Sadly, the original Jordan's on Central and Virginia has closed because of construction of the light rail line going down Central Ave. But there's still the one on Bethany Home Rd and 7th St.

So, here I am in Utah. Lovely people, but like I've said before, sometimes a little deprived. Luckily, being in the restaurant business, I have access to people who know first hand what Mexican food should be like.

The other day, one of my cooks brought in some stuff to make himself some lunch. He took threemedium sized tomatoes, half a white onion, and a couple cloves of garlic. He boiled all of this in about a pint of water. He then took about a dozen dried red japones chilies (about the size of serranos but milder) and sauteed them in a little olive oil until they started to sweat and get darker. He then toasted some pine nuts and almonds, about 1/4 cup each and a couple tablespoons of sesame seeds. He then drained the tomatoes, onion and garlic and pureed everything together, using a little of the boiling liquid to thin it out a little.

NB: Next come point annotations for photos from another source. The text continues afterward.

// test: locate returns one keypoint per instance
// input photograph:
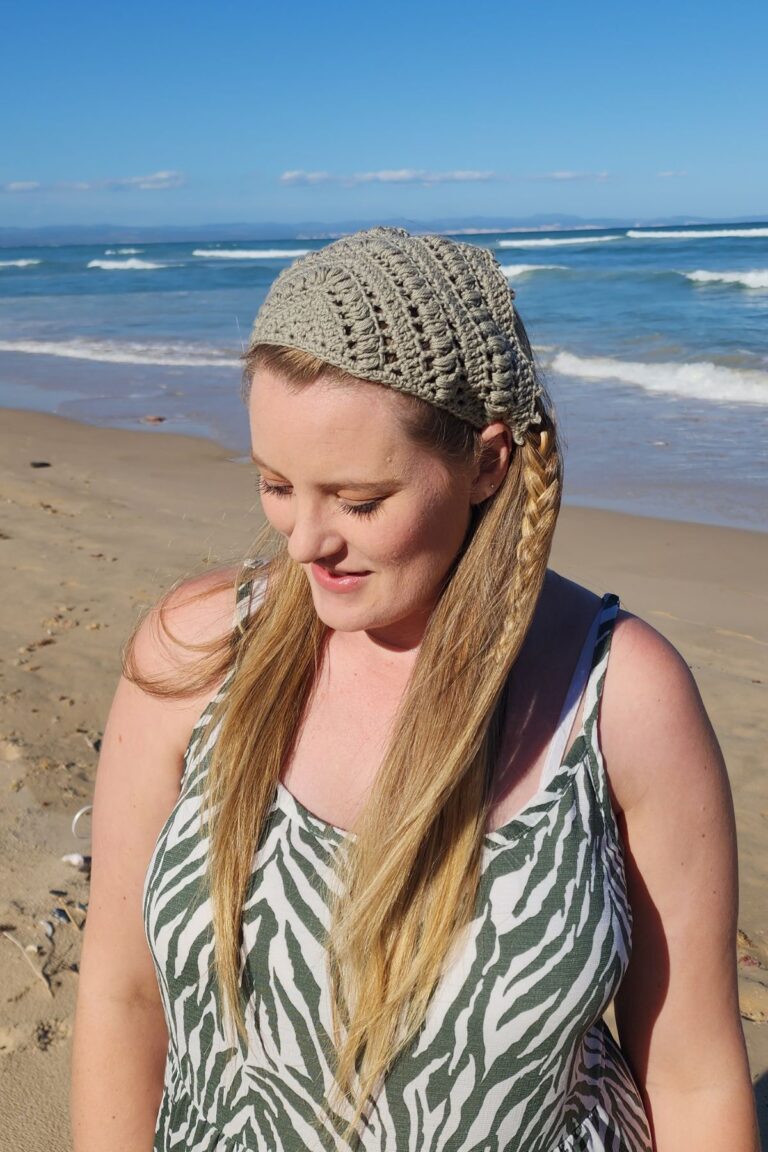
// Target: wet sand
(116, 516)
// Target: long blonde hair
(409, 878)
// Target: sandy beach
(94, 523)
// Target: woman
(403, 832)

All I could say was,"wow". It was incredible! It was great as a dip or as a mole-type sauce. It would probably be great with huevos ranchero.

I'm going to make it again and try and take pictures so you can see. Also, I'm working on getting videos as well. Next time - St. Patty's Day!

1 comment:

Karen and Lew said...

You poooor thing! Mexican food in Utah is so horrible! (sarcasm) Seriously, you should try Mexican food in Massachusetts! That really is horrible.